Diagnostic plots of flow-through respirometry data from great cormorants. Data are from White et al. (2011a). Plots show: (A) the distribution of local regression slopes (β1; note that long tails on the distribution have been truncated to emphasize differences in the L metric benchmarks); (B) the Leq rank 1 local regression, which misidentifies the subset of data where O2 consumption was most stable; and (C) the L% rank 1 local regression, which identifies a reasonable subset of the full time series where the rate of O2 consumption is most stable.

Fig. 3.

Diagnostic plots of flow-through respirometry data from great cormorants. Data are from White et al. (2011a). Plots show: (A) the distribution of local regression slopes (β1; note that long tails on the distribution have been truncated to emphasize differences in the L metric benchmarks); (B) the Leq rank 1 local regression, which misidentifies the subset of data where O2 consumption was most stable; and (C) the L% rank 1 local regression, which identifies a reasonable subset of the full time series where the rate of O2 consumption is most stable.

Appendix

Quantifying LoLinR performance using simulated data

An informative comparison between the methods provided in LoLinR and common alternatives is deceptively difficult for at least two reasons.
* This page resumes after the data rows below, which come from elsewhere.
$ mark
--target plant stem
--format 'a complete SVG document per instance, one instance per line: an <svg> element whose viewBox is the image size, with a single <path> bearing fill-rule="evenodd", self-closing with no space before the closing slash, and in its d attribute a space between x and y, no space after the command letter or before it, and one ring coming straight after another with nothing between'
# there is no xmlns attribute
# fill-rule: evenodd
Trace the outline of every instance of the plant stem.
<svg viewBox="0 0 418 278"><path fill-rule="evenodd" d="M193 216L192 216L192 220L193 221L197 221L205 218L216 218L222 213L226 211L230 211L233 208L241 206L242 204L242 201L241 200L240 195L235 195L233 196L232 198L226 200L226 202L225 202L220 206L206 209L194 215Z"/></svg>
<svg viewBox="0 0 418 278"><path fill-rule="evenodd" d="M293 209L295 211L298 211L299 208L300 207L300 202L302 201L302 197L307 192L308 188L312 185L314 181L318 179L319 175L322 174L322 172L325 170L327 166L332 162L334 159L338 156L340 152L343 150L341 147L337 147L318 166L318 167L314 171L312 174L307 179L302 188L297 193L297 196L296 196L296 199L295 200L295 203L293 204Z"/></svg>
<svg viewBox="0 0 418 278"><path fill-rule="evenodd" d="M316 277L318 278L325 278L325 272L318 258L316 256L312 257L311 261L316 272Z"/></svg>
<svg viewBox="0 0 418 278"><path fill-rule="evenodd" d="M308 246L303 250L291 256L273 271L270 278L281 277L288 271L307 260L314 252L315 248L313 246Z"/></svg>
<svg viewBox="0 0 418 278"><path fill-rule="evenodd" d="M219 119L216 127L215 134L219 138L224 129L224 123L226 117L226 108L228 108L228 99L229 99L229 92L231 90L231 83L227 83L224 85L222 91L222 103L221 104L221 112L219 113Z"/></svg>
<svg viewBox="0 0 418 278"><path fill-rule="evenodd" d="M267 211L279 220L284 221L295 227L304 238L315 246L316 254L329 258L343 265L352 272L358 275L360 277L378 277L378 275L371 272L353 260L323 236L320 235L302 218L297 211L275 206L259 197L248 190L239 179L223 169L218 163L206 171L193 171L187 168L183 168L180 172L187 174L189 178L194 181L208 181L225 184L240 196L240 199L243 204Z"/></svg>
First, the most common alternative methods (e.g. eyeballing the data to select a linear region and then running a linear regression, or the methods described in Withers, 2001) simply cannot be reliably compared with LoLinR because they are not objectively reproducible. Second, generating appropriate simulated data for the types of analyses LoLinR is designed to assist with (i.e. where some subset of a time series is indeed linear, or expected to be linear, but the rest is arbitrarily non-linear) is a non-trivial problem. This is particularly problematic when the specific nature of the non-linearity has a strong influence on the behaviour of the methods that LoLinR might be compared against (e.g. naive linear regression of full data sets). As a first step towards providing objective validation and comparison of our methods, we provide functions to generate simulated data and analyse the performance of rankLocReg (see Script S1). However, we emphasize that this is not a comprehensive sensitivity analysis, but rather a starting point for validating our methods and making future comparisons with other reproducible methods. Here, we briefly describe how simulated data were generated, and how the performance of rankLocReg was assessed.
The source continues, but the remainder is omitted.